Numerical Studies on the Radio Afterglows in TDE: Bow Shock

TL;DR

This study uses simulations to differentiate radio afterglows from bow shocks and forward shocks in tidal disruption events, revealing distinct spectral features and offering a new method to probe dense gas near galactic centers.

Contribution

It provides the first detailed simulation-based analysis of bow shock radio emissions in TDEs, highlighting their unique spectral signatures and implications for understanding circumnuclear dense gas.

Findings

Bow shock radio emission peaks at higher frequencies.

Flux from bow shocks rises steeply and declines rapidly.

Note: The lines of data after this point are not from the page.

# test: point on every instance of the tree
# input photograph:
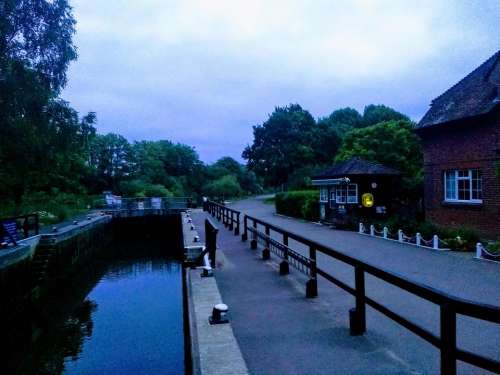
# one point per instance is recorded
(375, 114)
(224, 187)
(111, 160)
(391, 143)
(38, 35)
(341, 121)
(281, 144)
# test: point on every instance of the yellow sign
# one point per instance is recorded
(367, 200)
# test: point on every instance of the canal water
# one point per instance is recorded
(126, 318)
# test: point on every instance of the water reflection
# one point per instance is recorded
(127, 321)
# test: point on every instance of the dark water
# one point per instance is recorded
(131, 322)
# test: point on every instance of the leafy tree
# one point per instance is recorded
(111, 161)
(224, 187)
(391, 143)
(281, 144)
(37, 34)
(341, 120)
(375, 114)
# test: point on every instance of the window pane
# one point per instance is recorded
(464, 190)
(352, 196)
(450, 180)
(477, 189)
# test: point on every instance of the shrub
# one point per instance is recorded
(301, 204)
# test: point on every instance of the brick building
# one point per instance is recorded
(461, 141)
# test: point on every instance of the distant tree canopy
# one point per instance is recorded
(290, 146)
(288, 140)
(392, 143)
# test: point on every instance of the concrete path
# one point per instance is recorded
(455, 273)
(280, 331)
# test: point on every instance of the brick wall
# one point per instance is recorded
(463, 146)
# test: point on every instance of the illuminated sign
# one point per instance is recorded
(367, 200)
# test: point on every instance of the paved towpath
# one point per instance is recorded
(455, 273)
(278, 330)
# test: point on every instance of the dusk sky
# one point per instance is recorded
(203, 72)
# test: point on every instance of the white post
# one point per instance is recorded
(479, 250)
(435, 242)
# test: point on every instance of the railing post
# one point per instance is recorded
(211, 241)
(237, 229)
(312, 284)
(37, 224)
(357, 316)
(266, 253)
(26, 227)
(244, 236)
(253, 242)
(284, 266)
(479, 250)
(231, 220)
(448, 340)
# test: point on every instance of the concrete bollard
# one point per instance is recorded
(356, 324)
(207, 272)
(219, 314)
(266, 254)
(253, 244)
(435, 242)
(312, 288)
(479, 250)
(284, 268)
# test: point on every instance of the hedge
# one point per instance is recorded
(301, 204)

Spectral features can be double-peaked or flat-top, deviating from simple models.

Abstract

The origin of radio afterglows or delayed radio flares in tidal disruption events (TDEs) is not fully understood. They could be generated either by a forward shock (FS) propagating into diffuse circumnuclear medium (CNM), or a bow shock (BS) around a dense cloud, each of which is fundamentally different. To elucidate the distinctions between these two scenarios, we conducted two-fluid simulations incorporating relativistic electrons to investigate the spatial evolution of these electrons after being accelerated by shock. Based on their spatial distribution, we performed radiative transfer calculations to obtain the synchrotron spectra. In Paper I (Mou 2025), we reported the results for the FS scenario; in this article, we focus on the BS scenario. Compared to that from the FS, the radio emission from the BS exhibits a higher peak frequency, and its flux shows a much steeper rise and a more rapid decline. The radio flux from the BS also responds to fluctuations in the outflow. The combined effects of the BS and FS substantially alter radio spectra, causing significant deviations from the single-zone emission model, and in some cases producing double-peaked or flat-top features in spectra. This study highlights the importance of the BS, and inspires a novel approach for probing dense gas on sub-parsec scales in galactic nuclei by decomposing the BS radio spectrum to reveal the conditions of circumnuclear dense gas.